Barritt: From there, we do genetic testing. The most common cause of hereditary hemochromatosis is from mutations in the HFE gene. We can send off testing for the most common genetic mutations that predispose people to excessive iron overload. Those are mutations in the HFE gene. The two most common ones that we can test for in the US are the C282Y mutation and the H63D mutation. What those letters and numbers mean are substitutions of one amino acid to another amino acid, at a certain locus on the protein that the gene encodes for.

This is the most common genetic mutation in the Caucasian population. About one in ten people are carriers for this HFE mutation, but only about one in two hundred have two copies of the mutation that puts them at risk of symptomatic disease, but because hereditary hemochromatosis is perhaps a little bit more complicated than we fully understand at this point, only about ten percent of people with both copies of the abnormal gene will manifest symptomatic, clinical iron overload.

Falk: If you knew your parent had hemochromatosis, would you as a child of that parent want genetic testing?

Barritt: Yes.
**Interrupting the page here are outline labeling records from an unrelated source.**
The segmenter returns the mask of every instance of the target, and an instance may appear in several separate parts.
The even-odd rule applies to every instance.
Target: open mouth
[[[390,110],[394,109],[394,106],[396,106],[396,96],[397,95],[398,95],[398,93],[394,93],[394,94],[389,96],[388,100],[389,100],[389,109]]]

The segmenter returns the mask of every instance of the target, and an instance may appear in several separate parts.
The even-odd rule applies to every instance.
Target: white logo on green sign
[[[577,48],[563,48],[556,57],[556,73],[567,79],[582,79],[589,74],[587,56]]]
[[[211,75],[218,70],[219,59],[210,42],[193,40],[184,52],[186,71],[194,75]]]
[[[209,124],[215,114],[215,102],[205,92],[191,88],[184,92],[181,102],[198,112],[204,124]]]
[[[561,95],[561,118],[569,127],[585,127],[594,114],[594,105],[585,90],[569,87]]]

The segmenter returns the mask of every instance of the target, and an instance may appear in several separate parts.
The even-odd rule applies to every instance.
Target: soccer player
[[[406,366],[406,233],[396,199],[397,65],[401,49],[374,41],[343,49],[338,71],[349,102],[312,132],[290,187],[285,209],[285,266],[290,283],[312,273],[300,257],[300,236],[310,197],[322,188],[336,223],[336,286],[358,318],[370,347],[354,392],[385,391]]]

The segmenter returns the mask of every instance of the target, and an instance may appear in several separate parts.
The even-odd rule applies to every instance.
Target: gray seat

I think that’s a reasonable thing to do. One of the challenges with modern medicine is we get a lot of information and we don’t know exactly how to use it.

If I had a young adult come to me and say, “I know both of my parents are carriers,” or “I know that one of my parents has hereditary hemochromatosis,”we could check that patient’s genotype, but just because they have the genetic predisposition doesn’t necessarily mean that they will develop symptomatic disease. In this situation, checking iron stores, seeing what their ferritin is, seeing what their percent saturation is, and if both are normal or low, taking a watchful waiting approach would be appropriate.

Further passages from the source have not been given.